Idioms can be a single word, a phrase or clause, or they can be a complete sentence or expression. People often explain their use as figures of speech. Many are indeed figurative, sometimes simply visually exaggerated. For example, it must be raining very heavily in order to describe it as "raining cats and dogs." Idioms can be metaphorical, polysemic, opaque or transparent, and are often colloquial or cultural.
These phrases or sentences are peculiar, enigmatic expressions of a given language. At face value, based solely on the literal definitions of the expression's words, idioms often make no sense. Usually, the expressions have a hidden cultural context, such that only a native of the language and of the culture from which the phrase arose can understand its meaning. They are a significant field of study for theoretical linguists and educators of foreign languages.
Many idioms are metaphorical. Several adages are derived, for example, from the metaphor of time as a currency. Some of the metaphors are obscure analogies, but others may be broadly universal. "Spending time" with children is a phrase that can probably be understood in any language translation.
The most common type of idiom are polysemes. They are words — often verbs — and phrases with multiple, somewhat related meanings.
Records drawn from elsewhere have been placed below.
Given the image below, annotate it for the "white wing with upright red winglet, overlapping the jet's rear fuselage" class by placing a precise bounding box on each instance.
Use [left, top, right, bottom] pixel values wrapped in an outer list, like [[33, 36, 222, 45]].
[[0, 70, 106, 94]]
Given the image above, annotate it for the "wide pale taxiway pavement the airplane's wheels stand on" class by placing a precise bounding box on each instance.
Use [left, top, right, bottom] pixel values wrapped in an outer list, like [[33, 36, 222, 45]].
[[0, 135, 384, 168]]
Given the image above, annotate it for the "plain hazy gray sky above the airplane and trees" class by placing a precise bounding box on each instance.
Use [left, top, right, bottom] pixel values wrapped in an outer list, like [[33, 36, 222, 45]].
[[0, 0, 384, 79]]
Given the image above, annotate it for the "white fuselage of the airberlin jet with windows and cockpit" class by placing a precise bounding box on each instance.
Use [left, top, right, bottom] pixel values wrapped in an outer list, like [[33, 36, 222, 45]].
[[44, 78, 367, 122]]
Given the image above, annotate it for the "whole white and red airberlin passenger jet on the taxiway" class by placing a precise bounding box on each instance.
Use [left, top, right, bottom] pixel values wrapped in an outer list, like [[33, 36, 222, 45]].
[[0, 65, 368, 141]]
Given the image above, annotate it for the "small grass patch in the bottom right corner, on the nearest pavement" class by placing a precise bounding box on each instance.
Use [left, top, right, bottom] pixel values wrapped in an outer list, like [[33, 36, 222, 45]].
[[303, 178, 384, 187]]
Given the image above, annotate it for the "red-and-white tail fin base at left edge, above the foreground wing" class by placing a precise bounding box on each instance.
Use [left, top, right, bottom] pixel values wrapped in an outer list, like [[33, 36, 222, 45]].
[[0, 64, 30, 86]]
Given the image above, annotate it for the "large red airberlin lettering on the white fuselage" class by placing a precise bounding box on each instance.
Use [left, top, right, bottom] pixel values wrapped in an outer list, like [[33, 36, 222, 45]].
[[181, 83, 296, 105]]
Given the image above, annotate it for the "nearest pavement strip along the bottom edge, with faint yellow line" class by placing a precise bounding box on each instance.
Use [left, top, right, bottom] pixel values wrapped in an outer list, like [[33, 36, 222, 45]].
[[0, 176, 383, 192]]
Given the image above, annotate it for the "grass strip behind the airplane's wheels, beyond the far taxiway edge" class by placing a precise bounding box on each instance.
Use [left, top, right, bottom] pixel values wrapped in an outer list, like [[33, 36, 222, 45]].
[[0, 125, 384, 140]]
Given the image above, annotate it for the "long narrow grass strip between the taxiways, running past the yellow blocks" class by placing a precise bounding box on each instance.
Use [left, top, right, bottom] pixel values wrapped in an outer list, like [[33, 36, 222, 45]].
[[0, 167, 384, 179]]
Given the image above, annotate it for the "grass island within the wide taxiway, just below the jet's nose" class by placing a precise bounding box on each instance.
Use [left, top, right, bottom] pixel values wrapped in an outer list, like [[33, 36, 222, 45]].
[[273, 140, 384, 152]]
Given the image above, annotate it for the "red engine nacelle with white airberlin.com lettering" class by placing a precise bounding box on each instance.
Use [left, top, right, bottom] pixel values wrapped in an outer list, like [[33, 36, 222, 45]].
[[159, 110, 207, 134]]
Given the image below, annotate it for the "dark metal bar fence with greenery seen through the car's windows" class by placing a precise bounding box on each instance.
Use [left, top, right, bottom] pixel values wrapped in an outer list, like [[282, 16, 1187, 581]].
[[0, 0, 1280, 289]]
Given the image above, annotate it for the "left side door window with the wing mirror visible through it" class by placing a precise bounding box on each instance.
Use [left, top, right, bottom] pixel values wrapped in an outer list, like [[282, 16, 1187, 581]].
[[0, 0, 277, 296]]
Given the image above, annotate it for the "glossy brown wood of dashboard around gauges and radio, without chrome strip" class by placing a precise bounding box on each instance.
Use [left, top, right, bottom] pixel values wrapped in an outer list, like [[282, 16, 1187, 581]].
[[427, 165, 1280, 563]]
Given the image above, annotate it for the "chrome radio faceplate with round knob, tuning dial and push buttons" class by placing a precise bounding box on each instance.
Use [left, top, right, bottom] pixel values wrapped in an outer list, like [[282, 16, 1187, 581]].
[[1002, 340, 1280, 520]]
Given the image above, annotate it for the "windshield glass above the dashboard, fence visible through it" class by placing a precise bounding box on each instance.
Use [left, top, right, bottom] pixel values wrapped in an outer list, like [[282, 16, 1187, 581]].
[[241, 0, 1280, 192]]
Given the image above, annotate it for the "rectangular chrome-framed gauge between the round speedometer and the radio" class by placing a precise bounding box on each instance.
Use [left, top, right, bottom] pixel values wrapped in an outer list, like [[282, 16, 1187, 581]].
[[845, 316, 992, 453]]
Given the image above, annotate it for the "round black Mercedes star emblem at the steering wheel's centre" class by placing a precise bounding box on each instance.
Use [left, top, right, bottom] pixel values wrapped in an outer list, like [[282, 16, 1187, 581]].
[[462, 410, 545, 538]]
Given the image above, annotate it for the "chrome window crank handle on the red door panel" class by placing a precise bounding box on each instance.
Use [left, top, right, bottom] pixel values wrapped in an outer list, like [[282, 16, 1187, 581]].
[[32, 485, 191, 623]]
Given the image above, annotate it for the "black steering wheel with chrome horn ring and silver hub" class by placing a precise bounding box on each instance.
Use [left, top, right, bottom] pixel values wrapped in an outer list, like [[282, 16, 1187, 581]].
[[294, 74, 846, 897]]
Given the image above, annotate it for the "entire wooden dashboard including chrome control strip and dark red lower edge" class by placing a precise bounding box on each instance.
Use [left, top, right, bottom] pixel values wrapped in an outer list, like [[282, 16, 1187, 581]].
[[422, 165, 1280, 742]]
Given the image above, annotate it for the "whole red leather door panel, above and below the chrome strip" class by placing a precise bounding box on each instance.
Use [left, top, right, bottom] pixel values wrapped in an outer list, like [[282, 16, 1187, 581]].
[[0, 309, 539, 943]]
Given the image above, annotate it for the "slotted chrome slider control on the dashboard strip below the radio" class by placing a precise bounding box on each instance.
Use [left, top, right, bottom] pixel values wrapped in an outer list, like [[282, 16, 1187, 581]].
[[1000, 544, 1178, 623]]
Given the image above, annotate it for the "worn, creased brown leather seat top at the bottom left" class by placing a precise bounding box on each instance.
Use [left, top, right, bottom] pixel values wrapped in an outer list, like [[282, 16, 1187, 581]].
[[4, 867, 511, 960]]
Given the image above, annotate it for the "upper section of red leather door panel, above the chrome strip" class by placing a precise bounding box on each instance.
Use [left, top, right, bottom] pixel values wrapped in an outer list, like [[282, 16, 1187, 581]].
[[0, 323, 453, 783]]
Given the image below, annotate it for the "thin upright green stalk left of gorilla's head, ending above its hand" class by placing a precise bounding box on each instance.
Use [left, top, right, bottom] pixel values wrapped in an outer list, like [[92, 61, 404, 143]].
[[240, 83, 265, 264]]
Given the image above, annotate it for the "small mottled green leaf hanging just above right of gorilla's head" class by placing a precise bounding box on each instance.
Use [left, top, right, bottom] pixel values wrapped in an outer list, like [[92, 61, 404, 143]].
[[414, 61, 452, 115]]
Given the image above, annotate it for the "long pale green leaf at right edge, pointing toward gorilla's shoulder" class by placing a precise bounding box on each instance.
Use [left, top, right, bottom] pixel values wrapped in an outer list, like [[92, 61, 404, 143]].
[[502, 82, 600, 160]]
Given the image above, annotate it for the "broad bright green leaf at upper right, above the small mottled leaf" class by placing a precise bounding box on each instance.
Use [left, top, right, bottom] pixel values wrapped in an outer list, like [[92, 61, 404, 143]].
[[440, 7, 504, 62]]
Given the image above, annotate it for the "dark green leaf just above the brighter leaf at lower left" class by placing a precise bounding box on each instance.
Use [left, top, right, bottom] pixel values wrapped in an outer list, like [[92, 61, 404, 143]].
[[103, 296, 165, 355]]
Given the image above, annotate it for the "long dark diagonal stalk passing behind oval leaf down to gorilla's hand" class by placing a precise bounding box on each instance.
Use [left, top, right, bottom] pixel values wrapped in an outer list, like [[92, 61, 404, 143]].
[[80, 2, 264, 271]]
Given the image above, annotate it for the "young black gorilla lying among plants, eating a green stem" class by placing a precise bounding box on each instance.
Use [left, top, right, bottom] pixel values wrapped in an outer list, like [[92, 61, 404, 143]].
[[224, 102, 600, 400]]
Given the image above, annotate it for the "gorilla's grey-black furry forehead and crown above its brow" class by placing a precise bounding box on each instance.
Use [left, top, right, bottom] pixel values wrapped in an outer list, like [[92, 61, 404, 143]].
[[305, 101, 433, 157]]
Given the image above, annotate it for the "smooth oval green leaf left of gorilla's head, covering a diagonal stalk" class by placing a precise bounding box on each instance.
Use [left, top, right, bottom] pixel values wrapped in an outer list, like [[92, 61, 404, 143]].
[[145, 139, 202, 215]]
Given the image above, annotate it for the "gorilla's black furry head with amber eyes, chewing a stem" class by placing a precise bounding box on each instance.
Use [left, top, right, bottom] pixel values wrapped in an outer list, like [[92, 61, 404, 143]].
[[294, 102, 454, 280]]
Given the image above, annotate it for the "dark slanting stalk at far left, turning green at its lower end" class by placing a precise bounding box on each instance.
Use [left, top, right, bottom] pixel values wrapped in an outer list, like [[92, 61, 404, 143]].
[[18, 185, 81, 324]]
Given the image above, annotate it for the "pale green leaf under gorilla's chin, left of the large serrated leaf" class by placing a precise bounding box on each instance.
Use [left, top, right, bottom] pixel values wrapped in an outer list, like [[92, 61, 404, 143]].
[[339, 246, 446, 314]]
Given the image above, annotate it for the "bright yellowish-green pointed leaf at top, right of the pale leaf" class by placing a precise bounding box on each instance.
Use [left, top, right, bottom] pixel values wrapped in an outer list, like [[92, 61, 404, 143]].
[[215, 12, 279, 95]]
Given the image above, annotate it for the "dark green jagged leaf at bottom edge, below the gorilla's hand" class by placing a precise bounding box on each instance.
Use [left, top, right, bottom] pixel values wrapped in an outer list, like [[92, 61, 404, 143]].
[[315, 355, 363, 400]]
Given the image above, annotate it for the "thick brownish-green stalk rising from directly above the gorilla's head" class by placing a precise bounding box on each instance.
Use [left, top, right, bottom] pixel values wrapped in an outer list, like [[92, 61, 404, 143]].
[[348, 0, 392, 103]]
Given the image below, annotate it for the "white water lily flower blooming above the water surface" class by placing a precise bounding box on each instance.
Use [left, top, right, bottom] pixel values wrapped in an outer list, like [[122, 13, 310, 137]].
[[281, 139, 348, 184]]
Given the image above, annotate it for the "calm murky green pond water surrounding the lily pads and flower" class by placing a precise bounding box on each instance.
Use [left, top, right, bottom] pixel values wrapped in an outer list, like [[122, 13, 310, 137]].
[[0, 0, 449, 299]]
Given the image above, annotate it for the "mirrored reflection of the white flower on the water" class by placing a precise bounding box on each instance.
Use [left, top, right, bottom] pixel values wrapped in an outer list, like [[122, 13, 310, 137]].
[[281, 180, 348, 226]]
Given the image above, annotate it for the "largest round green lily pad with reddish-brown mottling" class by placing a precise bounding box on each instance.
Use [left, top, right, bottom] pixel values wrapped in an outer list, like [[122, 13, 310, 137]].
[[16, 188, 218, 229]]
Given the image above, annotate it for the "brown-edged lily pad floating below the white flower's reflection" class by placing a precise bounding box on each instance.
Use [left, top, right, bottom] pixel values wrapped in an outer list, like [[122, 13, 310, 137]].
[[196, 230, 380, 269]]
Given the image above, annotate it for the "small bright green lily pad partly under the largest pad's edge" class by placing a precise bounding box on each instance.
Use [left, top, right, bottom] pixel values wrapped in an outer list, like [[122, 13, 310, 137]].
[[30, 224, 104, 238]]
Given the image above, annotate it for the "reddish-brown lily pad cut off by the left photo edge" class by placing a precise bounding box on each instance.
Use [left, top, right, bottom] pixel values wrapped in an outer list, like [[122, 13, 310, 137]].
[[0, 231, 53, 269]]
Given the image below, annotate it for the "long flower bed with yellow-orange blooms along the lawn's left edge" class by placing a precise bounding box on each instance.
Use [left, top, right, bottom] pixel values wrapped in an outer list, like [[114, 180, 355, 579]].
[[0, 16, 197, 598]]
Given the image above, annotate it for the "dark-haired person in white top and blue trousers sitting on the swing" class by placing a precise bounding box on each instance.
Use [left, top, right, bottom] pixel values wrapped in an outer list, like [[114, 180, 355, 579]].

An example is the verb "run;" to "run with a smart idea" or "run a computer program" are related to, but quite different from running a foot race.
Although the distinction is not an absolute one, different types of idioms are categorized as either opaque or transparent. The determinant is to what degree the idiom's literal translation reveals, with some thought, its underlying meaning. "Leave no stone unturned," is a transparent idiom for searching thoroughly. The opaque German idiom, "to bite into the grass" might mean various things, but the expression becomes quite clear when explained that it means "to die."
Idioms are almost always colloquial or cultural. Americans are often uncomfortable talking about death, so the cryptic English idiom is "to kick the bucket." This exact same expression in Brazilian Portuguese, however, means "to give up, with emphatic drama." Both were born independently from their respective cultures, and have true meaning only within their local context.
The cultural depth of idiomatic expressions is to the extent that most native speakers of a language are rarely aware they are uttering colloquialisms. Some linguists and sociologists speculate that these inventions of language are a culture's way to differentiate itself — a code which outsiders cannot decipher. As such, idioms are often the most difficult aspect of a foreign language to both learn and comprehend.